Reminds me of Sally Bean's post on KnowledgeBoard: The Lifecycle of a 'Big Idea'
(sorry, the URL I have doesn't work)
I'm sure Sally won't mind me sharing it:
1. Innovative practices spotted in “fast companies”
2. Ideas written up in Fast Company magazine
3. Academics and consultants conceptualise ideas and give them a new name
4. Ideas published in Harvard Business Review
5. Consultants leap on to conference circuit and meet with top management of Big Slow Companies
6. Books written (or ghost-written) on Big Idea.
7. Other consultants dust down and reshape their Old Ideas to fit this new Big Idea, thereby obscuring the kernel of value within the original concept.
8. Yet more consultants use the interest in this New Big Idea as a vehicle to promote their Old Big Ideas.
9. Analyst groups forecast that 50% of Fortune 500 companies will adopt Big Idea within next three years with probability 0.8.
10. Individuals working in Big Slow companies begin to take an interest. A rookie guru emerges within the company, reads all the books, attends the conferences and claims custody of the Big Idea. Debates may ensue on what is, and is not the Big Idea. (e.g.
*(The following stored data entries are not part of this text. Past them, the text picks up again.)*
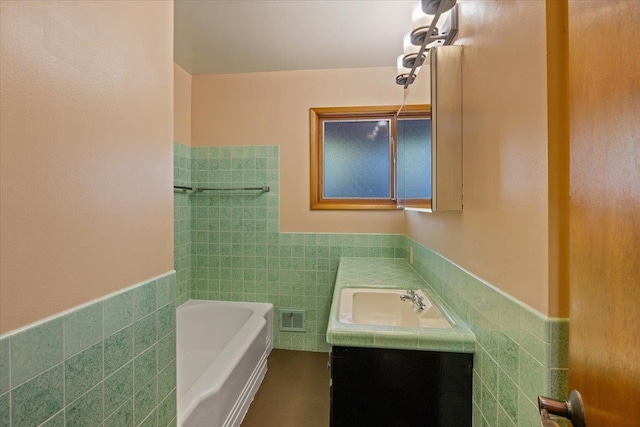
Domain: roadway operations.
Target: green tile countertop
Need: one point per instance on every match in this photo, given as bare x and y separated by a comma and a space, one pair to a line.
393, 273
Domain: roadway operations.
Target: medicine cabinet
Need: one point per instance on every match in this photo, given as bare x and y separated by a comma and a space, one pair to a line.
429, 155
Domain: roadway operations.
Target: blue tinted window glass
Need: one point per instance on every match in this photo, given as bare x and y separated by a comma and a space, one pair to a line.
414, 159
356, 159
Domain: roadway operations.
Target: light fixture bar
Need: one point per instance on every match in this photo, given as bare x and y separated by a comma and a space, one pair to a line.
434, 38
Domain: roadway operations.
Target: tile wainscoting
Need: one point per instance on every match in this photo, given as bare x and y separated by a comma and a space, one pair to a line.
106, 363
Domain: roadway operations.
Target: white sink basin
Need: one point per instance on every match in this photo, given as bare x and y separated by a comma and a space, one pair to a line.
377, 306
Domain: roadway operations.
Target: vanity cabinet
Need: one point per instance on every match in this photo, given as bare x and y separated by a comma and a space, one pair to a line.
388, 387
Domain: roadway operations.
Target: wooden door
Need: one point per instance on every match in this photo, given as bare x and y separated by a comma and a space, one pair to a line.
604, 64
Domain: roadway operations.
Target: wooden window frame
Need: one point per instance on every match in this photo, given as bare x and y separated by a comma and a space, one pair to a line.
317, 116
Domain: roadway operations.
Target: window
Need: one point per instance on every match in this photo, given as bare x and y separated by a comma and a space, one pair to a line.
353, 154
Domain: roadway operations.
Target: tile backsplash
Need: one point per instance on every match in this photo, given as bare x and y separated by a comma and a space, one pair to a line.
520, 353
110, 362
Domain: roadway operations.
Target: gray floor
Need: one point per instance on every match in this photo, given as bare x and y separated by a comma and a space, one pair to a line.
295, 391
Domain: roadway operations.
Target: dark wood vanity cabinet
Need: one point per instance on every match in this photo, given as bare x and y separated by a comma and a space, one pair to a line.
393, 388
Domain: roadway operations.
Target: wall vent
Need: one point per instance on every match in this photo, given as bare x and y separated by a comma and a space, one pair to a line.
292, 320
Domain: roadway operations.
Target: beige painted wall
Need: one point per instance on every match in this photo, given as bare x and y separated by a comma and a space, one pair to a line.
273, 108
181, 105
502, 233
86, 152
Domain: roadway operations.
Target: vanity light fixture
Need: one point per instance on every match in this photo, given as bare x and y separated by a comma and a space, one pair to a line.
434, 23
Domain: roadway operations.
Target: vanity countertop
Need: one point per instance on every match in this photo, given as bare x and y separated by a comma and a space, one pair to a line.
393, 273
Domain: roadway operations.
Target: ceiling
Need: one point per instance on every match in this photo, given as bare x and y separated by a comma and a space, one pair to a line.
240, 36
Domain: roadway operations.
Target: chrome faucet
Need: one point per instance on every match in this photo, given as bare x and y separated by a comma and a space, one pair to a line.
414, 298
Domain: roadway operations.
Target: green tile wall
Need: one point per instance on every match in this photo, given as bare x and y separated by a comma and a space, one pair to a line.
182, 220
520, 353
238, 253
108, 363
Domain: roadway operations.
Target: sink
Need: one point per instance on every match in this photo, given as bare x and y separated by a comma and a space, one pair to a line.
382, 306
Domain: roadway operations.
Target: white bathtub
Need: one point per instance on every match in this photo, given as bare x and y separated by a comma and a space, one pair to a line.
222, 350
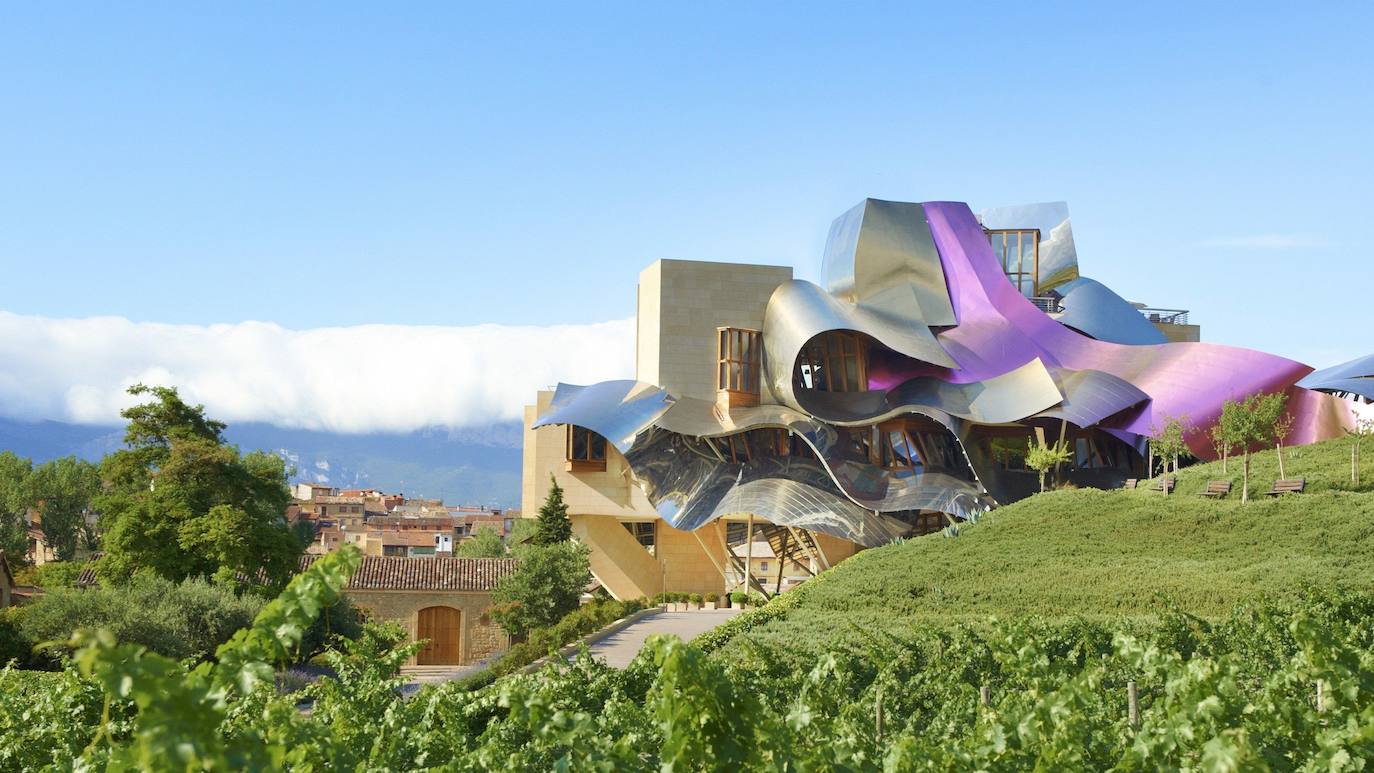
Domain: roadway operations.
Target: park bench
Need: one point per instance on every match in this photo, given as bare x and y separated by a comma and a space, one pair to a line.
1216, 489
1167, 481
1289, 486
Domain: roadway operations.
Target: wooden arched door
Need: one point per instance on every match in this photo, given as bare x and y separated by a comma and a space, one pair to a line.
443, 628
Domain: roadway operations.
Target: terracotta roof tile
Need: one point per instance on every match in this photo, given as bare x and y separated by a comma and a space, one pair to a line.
396, 573
426, 573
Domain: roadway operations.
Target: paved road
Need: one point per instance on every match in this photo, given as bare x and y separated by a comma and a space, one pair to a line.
434, 674
616, 650
621, 647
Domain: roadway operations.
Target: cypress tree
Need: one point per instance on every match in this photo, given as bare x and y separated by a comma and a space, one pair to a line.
554, 525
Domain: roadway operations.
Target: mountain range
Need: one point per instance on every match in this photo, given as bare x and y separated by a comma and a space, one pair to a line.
473, 466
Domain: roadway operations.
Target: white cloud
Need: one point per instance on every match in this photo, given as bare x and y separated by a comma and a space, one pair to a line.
1264, 242
349, 379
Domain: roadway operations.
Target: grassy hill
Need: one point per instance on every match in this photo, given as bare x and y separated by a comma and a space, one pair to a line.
1099, 555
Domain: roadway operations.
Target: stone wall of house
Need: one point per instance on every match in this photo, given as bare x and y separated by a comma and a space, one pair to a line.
481, 636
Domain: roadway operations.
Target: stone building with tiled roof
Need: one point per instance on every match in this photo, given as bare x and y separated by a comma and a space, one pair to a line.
441, 599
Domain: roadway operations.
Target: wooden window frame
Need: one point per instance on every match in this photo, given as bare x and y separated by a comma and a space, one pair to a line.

That's not CRM, that's Customer Service).
11. Cynics claim that Big Idea contains nothing new and it's just good business practice, anyway.
12. Software companies reposition their software to execute the Big Idea, or more often, a small part of it.
13. Executing the idea degenerates into implementation of an IT system - a guaranteed recipe for failure, since no such system will succeed without the corresponding change to process & culture.
14. Big Idea is lampooned in a Dilbert cartoon.
15. A few smart companies benefit from the Big Idea. Whatever it was that the Big Idea was supposed to improve, gets worse in many other companies. Cynicism increases and off we go around the loop again with increased probability of failure each time. (Well we tried xxxxxx and that didn't work!)